ARTICLE 7 — LOANS; OBLIGATIONS
7.1) Loans; Guarantees —
(a) Prerequisites — Subject to paragraph (b) below, the Corporation may lend money to, guarantee, or pledge its assets as security for an obligation of, become a surety for, or otherwise financially assist a person, if the transaction, or a class of transactions to which the transaction belongs:
(1) is in the usual and regular course of activities of the Corporation;(2) is with or for the benefit of a related organization, an organization in which the Corporation has a financial interest, a person with whom the Corporation has a relationship in the course of its activities, or an organization to which the Corporation has the power to make donations; and
(3) has been approved by a two-thirds (2/3) majority of the Board of Directors.
(b) Limitations — The Corporation may not lend money to or guarantee the obligation of a director, officer, or employee of the Corporation or a related organization or of a spouse, parent, child, spouse of a child, brother, sister, or spouse of a brother or sister of a director, officer, or employee, unless the loan or guarantee may reasonably be expected, in the judgment of the Board of Directors, to benefit the Corporation.
ARTICLE 8 — FINANCIAL MATTERS
8.1) Fiscal Year — The fiscal year of the Corporation shall be a calendar year, unless otherwise determined by the Board of Directors.

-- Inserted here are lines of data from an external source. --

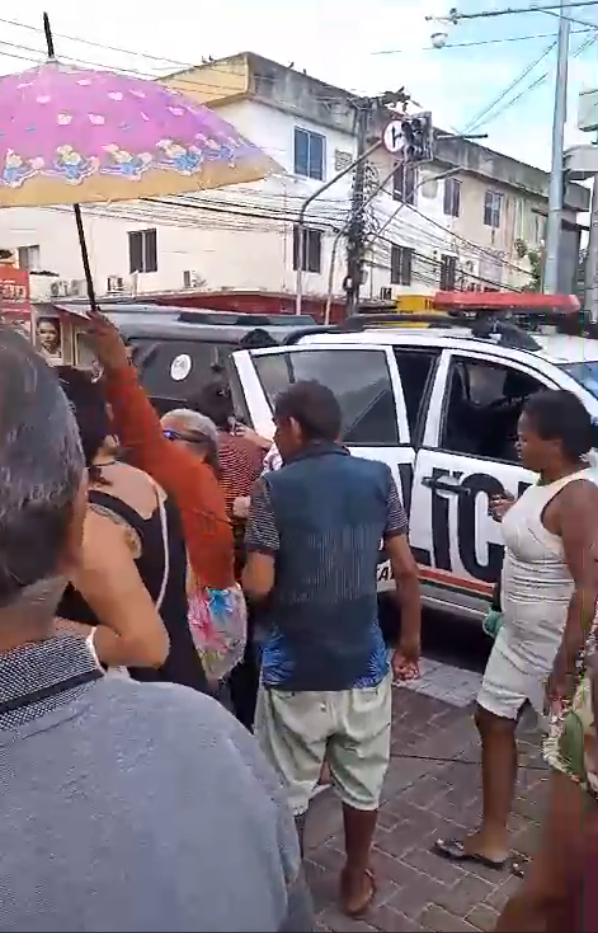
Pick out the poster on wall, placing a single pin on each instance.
(53, 337)
(15, 304)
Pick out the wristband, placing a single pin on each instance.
(92, 650)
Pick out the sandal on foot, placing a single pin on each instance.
(454, 851)
(363, 908)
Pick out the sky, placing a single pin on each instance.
(364, 47)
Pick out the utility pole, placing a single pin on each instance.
(556, 189)
(356, 227)
(591, 270)
(356, 231)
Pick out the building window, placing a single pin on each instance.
(492, 206)
(452, 197)
(312, 250)
(448, 273)
(401, 265)
(143, 251)
(309, 154)
(342, 160)
(29, 258)
(403, 183)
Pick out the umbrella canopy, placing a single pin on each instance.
(69, 135)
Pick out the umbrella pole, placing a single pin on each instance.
(85, 257)
(76, 207)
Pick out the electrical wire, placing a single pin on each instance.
(279, 215)
(175, 79)
(480, 42)
(477, 120)
(583, 47)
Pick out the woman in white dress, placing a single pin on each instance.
(549, 592)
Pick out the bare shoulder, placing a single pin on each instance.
(578, 495)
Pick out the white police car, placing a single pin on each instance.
(439, 402)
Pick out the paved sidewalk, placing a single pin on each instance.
(433, 790)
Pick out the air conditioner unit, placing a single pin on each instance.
(192, 279)
(116, 283)
(60, 288)
(8, 257)
(77, 288)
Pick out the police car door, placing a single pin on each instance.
(366, 382)
(468, 455)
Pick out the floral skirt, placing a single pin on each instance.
(218, 623)
(572, 746)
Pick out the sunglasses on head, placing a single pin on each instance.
(171, 435)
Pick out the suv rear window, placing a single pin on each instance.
(177, 369)
(586, 373)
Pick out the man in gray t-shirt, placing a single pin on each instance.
(124, 806)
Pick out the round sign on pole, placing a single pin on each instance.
(394, 138)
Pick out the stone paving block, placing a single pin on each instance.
(424, 821)
(503, 893)
(386, 919)
(323, 884)
(397, 841)
(441, 921)
(385, 865)
(425, 791)
(431, 791)
(413, 899)
(483, 918)
(333, 919)
(430, 864)
(462, 897)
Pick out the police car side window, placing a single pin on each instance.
(359, 379)
(483, 402)
(415, 369)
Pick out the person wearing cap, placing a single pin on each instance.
(173, 452)
(240, 461)
(125, 806)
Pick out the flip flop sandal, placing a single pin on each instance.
(518, 865)
(453, 850)
(358, 912)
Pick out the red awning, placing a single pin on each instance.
(506, 301)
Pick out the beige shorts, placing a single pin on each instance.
(350, 729)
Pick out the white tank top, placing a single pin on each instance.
(536, 583)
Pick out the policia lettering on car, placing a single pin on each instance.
(467, 488)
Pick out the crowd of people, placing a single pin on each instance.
(189, 641)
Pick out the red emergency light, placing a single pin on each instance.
(513, 302)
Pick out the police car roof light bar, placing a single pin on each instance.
(527, 303)
(483, 326)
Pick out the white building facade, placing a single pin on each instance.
(244, 238)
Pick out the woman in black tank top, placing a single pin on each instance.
(155, 544)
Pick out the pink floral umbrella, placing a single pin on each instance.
(72, 136)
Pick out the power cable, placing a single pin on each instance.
(476, 121)
(588, 43)
(181, 82)
(481, 42)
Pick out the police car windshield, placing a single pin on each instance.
(586, 373)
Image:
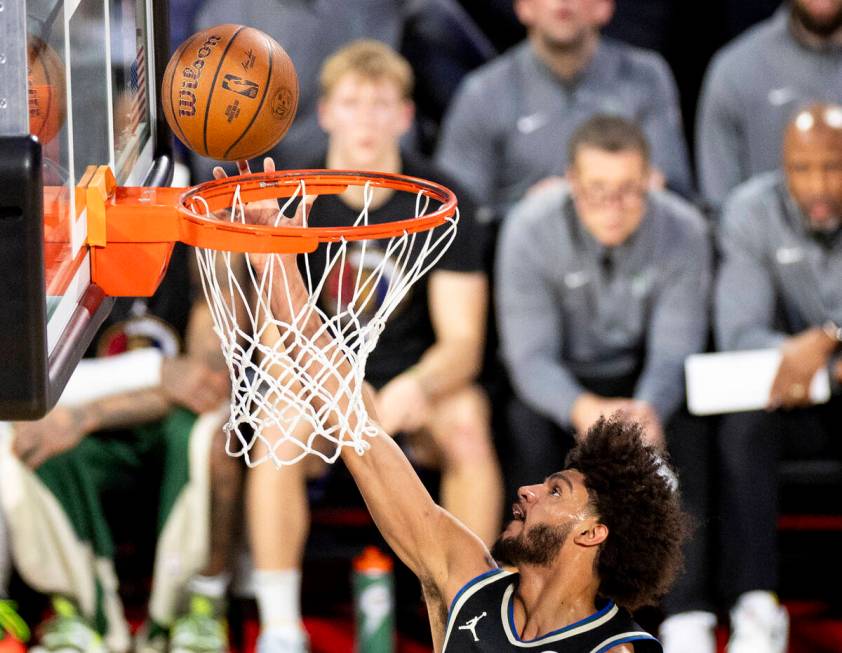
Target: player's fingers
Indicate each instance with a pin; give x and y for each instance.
(302, 212)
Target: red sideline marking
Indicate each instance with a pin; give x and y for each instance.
(810, 522)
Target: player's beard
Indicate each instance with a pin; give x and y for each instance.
(537, 546)
(822, 28)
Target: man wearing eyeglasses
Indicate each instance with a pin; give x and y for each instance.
(602, 291)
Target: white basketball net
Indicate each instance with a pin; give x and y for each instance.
(272, 413)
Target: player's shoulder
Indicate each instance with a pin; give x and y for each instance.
(679, 211)
(539, 207)
(494, 77)
(636, 61)
(752, 201)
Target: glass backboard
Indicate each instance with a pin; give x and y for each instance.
(78, 89)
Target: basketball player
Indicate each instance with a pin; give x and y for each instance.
(605, 531)
(425, 366)
(144, 421)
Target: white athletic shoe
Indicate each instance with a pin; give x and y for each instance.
(689, 632)
(759, 624)
(283, 640)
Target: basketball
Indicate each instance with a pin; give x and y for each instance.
(45, 71)
(230, 92)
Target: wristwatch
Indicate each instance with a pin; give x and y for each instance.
(833, 331)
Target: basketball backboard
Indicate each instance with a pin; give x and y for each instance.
(78, 88)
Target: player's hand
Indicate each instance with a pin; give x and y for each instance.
(61, 430)
(268, 212)
(402, 404)
(194, 384)
(588, 408)
(265, 211)
(802, 356)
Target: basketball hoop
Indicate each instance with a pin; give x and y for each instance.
(355, 277)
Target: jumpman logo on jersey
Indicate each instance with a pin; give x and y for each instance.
(471, 625)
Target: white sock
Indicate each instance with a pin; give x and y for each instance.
(5, 557)
(213, 587)
(278, 598)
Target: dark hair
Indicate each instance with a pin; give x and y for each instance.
(633, 491)
(610, 134)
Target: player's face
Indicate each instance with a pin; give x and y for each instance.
(822, 17)
(365, 118)
(544, 516)
(563, 24)
(609, 191)
(813, 166)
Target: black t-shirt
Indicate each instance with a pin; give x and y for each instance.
(409, 331)
(159, 321)
(481, 620)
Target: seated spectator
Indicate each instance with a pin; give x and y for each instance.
(509, 124)
(141, 414)
(778, 287)
(601, 293)
(311, 31)
(755, 84)
(427, 360)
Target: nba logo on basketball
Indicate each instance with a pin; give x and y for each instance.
(240, 86)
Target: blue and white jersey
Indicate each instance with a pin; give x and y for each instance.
(481, 620)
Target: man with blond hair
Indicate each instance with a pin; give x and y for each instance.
(425, 367)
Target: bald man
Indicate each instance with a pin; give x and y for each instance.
(779, 287)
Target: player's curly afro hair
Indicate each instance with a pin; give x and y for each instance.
(633, 490)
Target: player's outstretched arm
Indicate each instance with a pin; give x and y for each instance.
(430, 541)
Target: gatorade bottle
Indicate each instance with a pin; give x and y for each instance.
(374, 602)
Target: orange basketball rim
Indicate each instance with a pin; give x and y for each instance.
(132, 230)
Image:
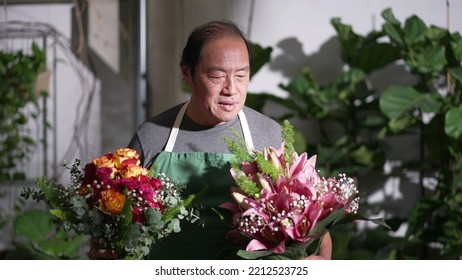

8.2) Books and Records; Financial Statement — The Corporation shall keep at its registered office correct and complete copies of its Articles of Incorporation and Bylaws, accounting records, and minutes of meetings of the Board of Directors and committees having any of the authority of the Board of Directors.
ARTICLE 9 — AMENDMENT OF ARTICLES AND BYLAWS
9.1) Amendment of Articles — The Articles of Incorporation of the Corporation may be amended to include or modify a provision that is required or permitted to appear in the Articles of Incorporation or to omit a provision not required to be included in the Articles of Incorporation. The majority of the Board of Directors may amend the Articles of Incorporation.
9.2) Amendment of Bylaws — These Bylaws may be amended to include or modify a provision that is permitted to appear in the Bylaws. The majority of the Board of Directors may amend these Bylaws.
ARTICLE 10 — MISCELLANEOUS
10.1) Expenditures — All checks, drafts, and orders for the payment of money shall be signed in the name of the Corporation by the President, Vice President or Treasurer of the Corporation and such other persons as the Board shall designate from time to time.
10.2) Execution of Instruments — When the execution of any pledge, contract, conveyance, loan agreement, or other instrument has been authorized by the Corporation, the President, Vice President, Treasurer or the agent designated in writing by the Board may execute the instrument in the name of and on behalf of the Corporation.